Un episodio de mi infancia

Yo no hablaba. Sólo miraba. Veía los cuerpos, los gestos y escuchaba las palabras. Constantemente me preguntaban, ¿por qué no hablas? Mi primera palabra escuchada por oídos humanos fue ¡Cállate ya!, un perico me la enseñó.

El perico sólo eso sabía decir, y yo lo miraba atentamente; después le platicaba cosas, no recuerdo cuáles. Yo hablaba claro que hablaba, pero hablaba con ese perico que al finalizar me gritaba ¡Cállate ya!

La gente creía que yo era muda o retardada, yo sólo los miraba. Preguntaban extrañados, ¿nena por qué no hablas? No tenía ganas de hacerlo. Todos hablaban hasta se tropezaban con las palabras, otros hablaban tan rápido que ni se les entendía lo que decían. Un pues se convertía en un ps, un para qué en un paque. Me divertía en grande, pero no reía.

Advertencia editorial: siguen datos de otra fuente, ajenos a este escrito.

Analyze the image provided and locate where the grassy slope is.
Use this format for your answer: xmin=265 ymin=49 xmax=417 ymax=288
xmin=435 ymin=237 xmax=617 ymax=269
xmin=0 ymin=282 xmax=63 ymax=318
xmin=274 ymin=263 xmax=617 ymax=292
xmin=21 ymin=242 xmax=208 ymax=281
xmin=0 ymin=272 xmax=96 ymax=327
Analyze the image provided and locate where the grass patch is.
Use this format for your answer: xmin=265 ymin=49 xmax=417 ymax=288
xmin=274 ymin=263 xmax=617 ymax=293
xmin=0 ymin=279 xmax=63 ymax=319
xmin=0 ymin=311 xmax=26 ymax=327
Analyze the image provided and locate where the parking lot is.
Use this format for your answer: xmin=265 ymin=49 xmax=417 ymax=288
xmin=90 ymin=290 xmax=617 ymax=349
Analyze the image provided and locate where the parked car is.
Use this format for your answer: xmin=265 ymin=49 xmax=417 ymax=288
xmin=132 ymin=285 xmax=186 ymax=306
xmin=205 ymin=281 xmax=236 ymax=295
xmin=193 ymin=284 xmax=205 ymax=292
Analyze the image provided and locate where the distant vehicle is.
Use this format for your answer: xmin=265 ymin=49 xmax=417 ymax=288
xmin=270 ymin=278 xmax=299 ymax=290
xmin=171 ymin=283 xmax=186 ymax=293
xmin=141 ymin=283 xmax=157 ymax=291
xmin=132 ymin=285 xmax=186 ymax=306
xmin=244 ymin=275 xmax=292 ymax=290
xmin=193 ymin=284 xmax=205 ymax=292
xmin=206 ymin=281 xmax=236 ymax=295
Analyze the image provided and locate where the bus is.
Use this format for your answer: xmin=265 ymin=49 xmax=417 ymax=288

Sacaron sus hipótesis de que yo estaba sorda. Me hablaban despacito para qué entendiera, según ellos; me reía para mis adentros por las caras tan chistosas que hacían. Nadie sabía que yo hablaba y que sólo hablaba con el perico.

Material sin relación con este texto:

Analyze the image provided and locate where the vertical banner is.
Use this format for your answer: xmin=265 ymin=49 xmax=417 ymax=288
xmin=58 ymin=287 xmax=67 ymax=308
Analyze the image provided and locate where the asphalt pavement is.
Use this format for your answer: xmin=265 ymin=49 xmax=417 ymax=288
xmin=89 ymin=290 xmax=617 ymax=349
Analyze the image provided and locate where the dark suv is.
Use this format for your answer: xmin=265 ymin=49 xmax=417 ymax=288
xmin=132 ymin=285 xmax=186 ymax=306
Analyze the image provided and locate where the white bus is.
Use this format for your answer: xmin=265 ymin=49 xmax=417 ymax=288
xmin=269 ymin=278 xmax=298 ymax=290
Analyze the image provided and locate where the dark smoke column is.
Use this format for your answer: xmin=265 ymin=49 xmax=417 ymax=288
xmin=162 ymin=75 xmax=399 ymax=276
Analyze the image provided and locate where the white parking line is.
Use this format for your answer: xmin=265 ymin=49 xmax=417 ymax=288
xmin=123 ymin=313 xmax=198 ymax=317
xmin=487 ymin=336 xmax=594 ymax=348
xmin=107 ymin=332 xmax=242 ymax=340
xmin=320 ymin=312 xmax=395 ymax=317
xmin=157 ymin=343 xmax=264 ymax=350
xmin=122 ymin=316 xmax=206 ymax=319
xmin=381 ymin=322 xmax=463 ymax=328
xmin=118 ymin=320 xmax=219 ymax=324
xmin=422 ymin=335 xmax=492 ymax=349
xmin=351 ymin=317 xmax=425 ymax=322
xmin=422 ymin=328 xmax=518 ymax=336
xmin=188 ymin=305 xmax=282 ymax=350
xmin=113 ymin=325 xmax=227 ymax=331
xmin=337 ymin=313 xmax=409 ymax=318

Un buen día, mi vecina me descubrió: ¡Sí hablas gritó!, habla, anda habla, insistió. Yo le respondí: ¡Cállate ya!, comenzó a reír.

Inmediatamente fue a presumir a todos los presentes que ya hablaba. Decía: ¡Miren ya habla!, repite, repite, la miré, ¡cállate ya!, exclamé, todos rieron.

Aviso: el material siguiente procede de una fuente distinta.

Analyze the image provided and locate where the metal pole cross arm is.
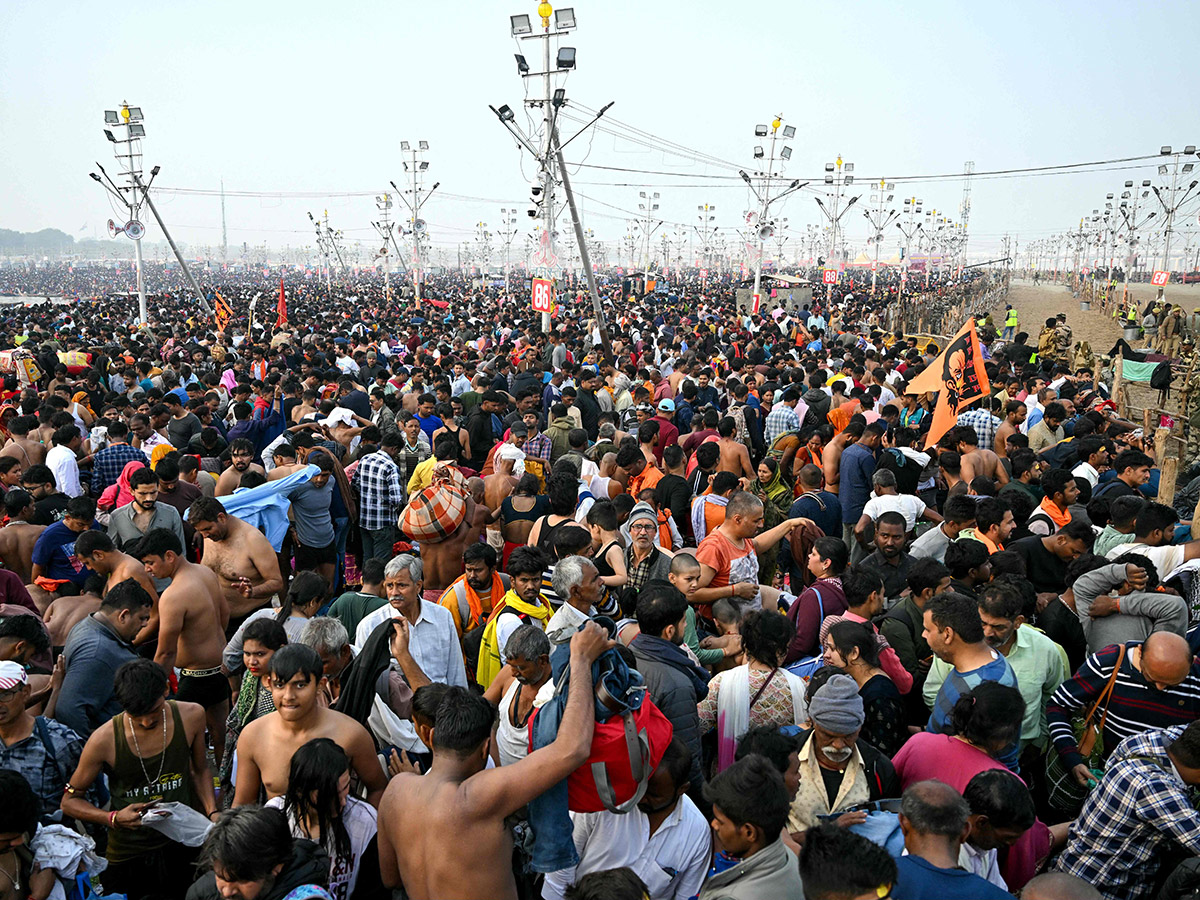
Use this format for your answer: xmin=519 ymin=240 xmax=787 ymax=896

Le adjudicaron la gran hazaña al perico.

― Un perico le enseñó a hablar, por ahora dice una palabra, pero ya es algo.

― Mi perico le enseñó― soltaba la vecina orgullosa.

Lo dejé pasar.

Ese perico me enseñó a hablar con los humanos y a callarlos. Él fue mi gran amigo y mi gran maestro. En mi memoria lo conservo… su cuerpo verde, inquieto, comiendo semillas, meciéndose, mirándome, mirándolo…recordándolo.